I am tempted to leave a stinker but won't be around to see the results !

Therefore, an easy one - if you get it, please carry on.
 
Forget this one!. Wrong picture giving the answer. But I guess interesting anyway.

This is the real picture.
 
It is not American, but a prototype that appeared in Europe prior WW2. The same company built a modernized version in 1946 (again only prototypes 2x)
 
Doh!

Alliet-Lariviere Allar 4.

The post war version: (Which appeared in our original mystery plane thread)
 
:friday:
Excellent Moses03. It is the Alliet-Larriviere AL-04 (Allar 4) of 1936. My deep respect!
The picture you posted shows one of the the AL-06s at the 1946 or 1947 Paris Salon.
 
Thanks. The AL-06 is one of my favorites of the twin boom pusher family. A real beauty.

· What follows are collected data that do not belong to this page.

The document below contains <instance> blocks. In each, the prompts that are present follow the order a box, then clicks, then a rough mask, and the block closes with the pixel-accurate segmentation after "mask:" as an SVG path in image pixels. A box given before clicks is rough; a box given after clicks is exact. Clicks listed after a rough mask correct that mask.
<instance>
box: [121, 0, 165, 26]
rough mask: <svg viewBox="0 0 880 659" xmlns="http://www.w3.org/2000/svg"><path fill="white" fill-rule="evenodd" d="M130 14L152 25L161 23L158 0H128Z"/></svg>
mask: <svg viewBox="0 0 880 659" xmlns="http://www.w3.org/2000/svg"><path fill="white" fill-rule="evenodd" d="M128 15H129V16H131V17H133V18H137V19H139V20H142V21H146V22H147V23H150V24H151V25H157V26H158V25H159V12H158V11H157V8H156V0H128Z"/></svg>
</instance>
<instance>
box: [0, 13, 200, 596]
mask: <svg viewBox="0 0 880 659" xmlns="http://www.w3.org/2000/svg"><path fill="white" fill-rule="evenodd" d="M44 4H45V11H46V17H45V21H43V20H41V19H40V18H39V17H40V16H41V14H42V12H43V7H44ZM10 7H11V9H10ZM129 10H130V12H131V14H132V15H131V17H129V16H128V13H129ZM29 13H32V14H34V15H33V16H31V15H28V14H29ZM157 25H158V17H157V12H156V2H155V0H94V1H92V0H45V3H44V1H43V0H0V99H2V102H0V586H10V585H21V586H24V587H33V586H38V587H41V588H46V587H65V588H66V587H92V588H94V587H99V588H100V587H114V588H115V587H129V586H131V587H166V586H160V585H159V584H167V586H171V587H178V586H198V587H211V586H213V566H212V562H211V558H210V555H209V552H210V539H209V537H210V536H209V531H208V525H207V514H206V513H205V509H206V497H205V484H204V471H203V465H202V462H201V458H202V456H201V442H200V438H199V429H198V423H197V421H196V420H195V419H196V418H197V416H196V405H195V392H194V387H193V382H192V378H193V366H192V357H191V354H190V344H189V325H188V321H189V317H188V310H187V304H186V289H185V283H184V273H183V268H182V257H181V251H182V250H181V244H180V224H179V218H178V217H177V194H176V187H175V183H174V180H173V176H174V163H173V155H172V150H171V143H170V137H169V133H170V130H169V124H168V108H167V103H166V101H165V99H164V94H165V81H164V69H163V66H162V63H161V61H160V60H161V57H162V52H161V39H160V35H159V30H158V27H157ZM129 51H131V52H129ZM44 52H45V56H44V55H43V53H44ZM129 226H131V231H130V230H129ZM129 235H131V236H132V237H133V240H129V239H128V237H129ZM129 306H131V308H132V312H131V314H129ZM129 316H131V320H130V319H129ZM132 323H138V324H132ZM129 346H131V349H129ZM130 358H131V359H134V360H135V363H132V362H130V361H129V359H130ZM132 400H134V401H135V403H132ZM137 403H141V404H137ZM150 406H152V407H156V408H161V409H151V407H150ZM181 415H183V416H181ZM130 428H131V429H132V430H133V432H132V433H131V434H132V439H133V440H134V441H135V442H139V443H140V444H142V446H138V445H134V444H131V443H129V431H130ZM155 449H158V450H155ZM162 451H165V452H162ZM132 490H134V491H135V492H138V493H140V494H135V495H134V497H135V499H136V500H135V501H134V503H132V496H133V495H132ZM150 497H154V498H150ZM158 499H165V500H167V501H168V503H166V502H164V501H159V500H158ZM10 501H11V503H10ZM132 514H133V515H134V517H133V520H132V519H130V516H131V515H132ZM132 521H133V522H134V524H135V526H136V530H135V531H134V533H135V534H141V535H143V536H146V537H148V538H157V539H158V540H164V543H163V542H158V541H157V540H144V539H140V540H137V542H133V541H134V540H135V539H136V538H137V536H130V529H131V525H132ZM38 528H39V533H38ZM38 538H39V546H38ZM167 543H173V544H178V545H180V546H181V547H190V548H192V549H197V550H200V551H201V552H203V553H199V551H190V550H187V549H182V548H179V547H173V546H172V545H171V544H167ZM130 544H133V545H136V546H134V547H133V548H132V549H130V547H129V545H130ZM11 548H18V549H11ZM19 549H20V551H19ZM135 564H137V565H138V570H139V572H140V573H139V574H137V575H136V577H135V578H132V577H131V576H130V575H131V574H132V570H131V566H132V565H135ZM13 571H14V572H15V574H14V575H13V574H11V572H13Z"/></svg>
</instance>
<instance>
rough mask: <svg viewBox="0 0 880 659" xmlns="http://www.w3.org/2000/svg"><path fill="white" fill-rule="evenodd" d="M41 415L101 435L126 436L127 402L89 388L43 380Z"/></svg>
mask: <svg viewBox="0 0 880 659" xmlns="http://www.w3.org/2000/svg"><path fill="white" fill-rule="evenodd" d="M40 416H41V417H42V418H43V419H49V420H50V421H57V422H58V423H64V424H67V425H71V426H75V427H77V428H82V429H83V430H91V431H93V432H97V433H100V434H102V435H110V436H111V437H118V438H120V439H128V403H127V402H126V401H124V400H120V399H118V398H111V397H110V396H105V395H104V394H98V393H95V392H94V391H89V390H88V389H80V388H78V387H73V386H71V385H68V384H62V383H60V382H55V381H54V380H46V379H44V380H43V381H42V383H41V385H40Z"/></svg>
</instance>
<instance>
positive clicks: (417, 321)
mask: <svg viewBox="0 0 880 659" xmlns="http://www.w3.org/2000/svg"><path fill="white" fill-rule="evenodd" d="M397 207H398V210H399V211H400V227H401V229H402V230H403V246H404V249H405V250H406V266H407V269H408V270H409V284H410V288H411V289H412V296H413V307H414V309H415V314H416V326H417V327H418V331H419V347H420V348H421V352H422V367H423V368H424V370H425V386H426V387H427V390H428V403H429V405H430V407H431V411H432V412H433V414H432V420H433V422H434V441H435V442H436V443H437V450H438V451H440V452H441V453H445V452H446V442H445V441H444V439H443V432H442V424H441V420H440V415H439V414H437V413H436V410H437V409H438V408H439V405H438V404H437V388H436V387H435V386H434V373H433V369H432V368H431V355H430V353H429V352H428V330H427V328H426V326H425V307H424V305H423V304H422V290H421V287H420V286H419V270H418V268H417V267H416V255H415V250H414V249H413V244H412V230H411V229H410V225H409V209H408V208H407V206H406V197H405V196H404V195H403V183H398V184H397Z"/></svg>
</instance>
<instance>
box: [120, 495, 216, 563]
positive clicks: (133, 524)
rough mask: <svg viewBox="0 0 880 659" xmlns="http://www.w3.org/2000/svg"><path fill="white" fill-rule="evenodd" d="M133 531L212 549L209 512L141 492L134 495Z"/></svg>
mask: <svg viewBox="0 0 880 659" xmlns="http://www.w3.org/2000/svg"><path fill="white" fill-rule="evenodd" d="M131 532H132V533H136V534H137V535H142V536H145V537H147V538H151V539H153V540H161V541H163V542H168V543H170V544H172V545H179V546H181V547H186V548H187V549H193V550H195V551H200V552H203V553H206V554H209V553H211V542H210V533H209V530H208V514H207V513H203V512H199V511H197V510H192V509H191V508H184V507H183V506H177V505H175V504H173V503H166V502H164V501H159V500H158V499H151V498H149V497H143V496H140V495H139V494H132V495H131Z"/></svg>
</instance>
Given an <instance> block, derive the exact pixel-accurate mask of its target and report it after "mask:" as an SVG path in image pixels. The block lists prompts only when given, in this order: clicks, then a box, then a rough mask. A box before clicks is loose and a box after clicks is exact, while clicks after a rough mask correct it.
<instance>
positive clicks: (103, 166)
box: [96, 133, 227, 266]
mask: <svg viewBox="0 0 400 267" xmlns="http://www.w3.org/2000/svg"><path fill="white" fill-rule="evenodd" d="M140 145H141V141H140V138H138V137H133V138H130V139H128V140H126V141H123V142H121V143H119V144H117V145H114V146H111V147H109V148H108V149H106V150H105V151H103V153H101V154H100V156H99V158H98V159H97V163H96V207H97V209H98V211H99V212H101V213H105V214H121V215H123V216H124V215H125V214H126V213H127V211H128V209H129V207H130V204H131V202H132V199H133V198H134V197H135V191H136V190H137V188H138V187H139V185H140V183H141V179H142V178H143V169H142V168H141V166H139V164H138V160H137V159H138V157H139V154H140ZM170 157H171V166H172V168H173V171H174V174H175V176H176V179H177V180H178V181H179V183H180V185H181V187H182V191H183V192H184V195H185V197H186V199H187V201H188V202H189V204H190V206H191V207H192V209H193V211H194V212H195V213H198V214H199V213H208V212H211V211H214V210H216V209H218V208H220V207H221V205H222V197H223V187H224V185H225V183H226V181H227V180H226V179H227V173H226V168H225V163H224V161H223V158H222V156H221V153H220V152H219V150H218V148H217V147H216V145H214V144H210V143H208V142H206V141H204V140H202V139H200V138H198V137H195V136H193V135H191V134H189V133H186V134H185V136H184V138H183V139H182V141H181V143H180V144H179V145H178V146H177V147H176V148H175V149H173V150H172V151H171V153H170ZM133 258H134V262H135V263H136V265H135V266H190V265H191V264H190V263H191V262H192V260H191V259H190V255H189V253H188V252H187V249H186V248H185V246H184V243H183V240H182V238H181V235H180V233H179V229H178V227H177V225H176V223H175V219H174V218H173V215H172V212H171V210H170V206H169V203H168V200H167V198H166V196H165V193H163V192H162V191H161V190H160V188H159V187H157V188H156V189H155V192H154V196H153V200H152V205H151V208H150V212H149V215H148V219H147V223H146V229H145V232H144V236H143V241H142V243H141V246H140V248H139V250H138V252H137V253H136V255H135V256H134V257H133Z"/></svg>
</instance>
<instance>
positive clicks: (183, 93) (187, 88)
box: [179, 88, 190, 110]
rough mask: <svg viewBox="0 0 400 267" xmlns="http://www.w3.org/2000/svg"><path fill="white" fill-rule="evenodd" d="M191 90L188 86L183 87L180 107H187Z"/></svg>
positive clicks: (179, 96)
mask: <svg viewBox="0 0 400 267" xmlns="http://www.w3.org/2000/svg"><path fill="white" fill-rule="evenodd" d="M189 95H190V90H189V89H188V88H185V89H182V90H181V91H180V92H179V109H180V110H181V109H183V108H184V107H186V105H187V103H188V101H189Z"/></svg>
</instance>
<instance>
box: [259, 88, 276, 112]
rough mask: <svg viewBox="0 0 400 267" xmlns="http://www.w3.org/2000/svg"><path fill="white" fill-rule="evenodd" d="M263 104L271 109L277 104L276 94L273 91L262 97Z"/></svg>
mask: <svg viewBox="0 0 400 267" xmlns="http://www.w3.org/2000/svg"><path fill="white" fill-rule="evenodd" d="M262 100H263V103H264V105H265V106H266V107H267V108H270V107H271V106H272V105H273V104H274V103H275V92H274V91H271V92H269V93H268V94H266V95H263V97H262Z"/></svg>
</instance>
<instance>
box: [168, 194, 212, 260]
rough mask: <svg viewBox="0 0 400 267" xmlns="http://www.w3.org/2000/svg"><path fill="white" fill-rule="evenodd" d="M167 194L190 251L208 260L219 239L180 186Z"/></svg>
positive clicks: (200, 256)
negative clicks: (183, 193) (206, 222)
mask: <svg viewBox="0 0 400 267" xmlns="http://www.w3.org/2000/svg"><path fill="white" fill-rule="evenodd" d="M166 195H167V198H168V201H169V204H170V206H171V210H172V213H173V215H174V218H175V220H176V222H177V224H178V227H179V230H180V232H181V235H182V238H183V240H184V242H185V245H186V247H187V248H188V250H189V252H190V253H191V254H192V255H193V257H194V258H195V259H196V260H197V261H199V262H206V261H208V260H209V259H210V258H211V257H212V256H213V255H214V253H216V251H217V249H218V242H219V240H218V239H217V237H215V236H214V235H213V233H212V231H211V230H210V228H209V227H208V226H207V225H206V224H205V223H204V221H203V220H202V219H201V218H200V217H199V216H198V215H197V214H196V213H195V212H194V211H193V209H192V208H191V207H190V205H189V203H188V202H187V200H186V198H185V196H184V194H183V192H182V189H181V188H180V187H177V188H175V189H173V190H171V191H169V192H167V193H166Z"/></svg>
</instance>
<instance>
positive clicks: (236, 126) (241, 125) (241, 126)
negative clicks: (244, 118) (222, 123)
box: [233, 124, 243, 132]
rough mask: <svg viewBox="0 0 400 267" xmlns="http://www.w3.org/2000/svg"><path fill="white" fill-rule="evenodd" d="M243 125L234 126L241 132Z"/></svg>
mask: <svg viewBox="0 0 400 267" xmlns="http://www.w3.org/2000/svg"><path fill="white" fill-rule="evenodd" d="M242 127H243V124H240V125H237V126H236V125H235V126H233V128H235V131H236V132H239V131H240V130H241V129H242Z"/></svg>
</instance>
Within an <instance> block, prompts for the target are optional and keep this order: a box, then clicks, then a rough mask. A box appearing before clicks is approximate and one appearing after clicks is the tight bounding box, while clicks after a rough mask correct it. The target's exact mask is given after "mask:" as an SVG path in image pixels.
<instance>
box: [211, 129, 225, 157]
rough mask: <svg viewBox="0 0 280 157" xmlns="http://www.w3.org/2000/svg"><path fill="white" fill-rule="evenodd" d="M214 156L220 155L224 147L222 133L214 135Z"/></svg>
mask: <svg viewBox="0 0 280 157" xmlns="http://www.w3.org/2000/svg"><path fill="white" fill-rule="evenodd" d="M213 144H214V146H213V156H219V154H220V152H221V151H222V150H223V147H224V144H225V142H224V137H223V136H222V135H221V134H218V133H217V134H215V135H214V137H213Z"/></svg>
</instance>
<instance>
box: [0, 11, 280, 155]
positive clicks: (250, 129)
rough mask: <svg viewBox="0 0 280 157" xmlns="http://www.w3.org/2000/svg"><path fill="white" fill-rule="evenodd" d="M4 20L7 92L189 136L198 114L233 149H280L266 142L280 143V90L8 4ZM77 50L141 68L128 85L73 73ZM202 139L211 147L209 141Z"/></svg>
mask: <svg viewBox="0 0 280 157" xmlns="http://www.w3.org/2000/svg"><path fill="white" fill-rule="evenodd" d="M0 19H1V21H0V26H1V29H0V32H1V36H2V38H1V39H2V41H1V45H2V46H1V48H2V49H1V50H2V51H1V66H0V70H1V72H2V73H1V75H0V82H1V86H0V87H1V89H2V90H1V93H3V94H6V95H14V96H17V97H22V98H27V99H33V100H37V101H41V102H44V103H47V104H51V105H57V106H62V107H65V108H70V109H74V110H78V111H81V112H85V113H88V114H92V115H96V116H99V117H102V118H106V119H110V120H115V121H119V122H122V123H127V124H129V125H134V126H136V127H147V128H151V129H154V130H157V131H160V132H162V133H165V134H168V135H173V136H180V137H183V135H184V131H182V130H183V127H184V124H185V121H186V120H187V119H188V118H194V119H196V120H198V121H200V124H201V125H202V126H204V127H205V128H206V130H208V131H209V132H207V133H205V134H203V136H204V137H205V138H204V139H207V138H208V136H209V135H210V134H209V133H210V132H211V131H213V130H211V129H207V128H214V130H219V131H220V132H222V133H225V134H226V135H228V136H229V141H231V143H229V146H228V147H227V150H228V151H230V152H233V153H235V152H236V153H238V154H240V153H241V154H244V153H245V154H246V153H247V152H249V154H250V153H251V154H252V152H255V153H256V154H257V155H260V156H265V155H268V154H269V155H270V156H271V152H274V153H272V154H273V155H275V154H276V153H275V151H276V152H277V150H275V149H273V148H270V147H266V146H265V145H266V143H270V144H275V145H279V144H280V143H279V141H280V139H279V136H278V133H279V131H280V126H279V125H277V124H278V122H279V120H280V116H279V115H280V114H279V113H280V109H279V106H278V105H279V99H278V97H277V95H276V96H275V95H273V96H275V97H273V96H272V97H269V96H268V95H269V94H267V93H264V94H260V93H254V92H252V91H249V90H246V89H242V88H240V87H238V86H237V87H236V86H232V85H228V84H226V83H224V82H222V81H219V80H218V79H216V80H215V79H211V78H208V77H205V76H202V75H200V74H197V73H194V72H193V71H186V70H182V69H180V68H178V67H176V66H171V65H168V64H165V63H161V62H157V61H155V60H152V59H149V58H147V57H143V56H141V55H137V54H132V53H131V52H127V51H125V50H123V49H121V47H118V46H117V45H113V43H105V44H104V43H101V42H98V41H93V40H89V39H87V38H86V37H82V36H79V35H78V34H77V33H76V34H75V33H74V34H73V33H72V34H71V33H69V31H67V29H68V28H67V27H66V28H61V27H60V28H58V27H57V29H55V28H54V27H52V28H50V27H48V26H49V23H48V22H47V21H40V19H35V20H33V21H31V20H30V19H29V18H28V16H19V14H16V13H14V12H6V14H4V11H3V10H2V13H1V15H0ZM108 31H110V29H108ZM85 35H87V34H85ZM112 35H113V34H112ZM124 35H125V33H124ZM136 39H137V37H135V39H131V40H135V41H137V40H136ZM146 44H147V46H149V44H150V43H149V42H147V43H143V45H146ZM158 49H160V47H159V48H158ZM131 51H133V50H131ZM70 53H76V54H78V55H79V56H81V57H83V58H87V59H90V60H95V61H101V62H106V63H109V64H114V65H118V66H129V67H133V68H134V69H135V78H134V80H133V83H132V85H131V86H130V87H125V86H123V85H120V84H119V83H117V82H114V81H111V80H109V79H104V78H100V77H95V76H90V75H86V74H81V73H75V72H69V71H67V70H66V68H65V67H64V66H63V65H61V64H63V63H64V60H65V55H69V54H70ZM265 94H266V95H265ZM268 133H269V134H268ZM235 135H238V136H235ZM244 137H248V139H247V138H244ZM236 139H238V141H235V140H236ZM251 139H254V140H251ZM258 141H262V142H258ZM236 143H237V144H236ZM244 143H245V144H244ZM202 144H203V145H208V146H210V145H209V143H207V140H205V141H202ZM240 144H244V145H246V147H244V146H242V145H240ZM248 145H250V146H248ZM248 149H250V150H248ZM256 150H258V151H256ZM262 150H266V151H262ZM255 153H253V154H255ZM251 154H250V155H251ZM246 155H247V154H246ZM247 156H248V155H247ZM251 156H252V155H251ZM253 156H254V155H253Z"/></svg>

Here is one I can try on you all with Lefty away...
 
No guesses huh? It is from a major European manufacturer. Will reveal in the morning unless someone is on the trail.
 
Thought it might be Italian, but am now veering towards French - possibly some sort of Latecoere? Whatever it is, too big, not enough engines, not enough floats! (And did they build that airstrip on a mountainside?)
 
It is Italian Ralf and they did build the runway on the side of a mountain. The downward slope of the runway helped the plane get up to speed with all the fuel it carried.
 
Time to refresh. This one is a Savoia-Marchetti S.64. Two built.
It set records for distance and time aloft in 1928 and 1930.


Here is the next one-
 
D'oh..!! :banghead:

The SM.64 reminded me so much of Balbo's SM.55 (Tails, engine location..) that I looked in the right direction but somehow completely overlooked this.....
 
I think Kevin didn't remove the US star on the fuselage on purpose so we would look in the wrong direction. It is however a Japanese Tachikawa Ki-74 'Patsy'.

What's interesting is that the people inspecting the aircraft do look somewhat oriental to me.


:)
 
Spot on Ferry. :icon29:

Yeah, this one obviously was captured. Not sure who the ground crew are.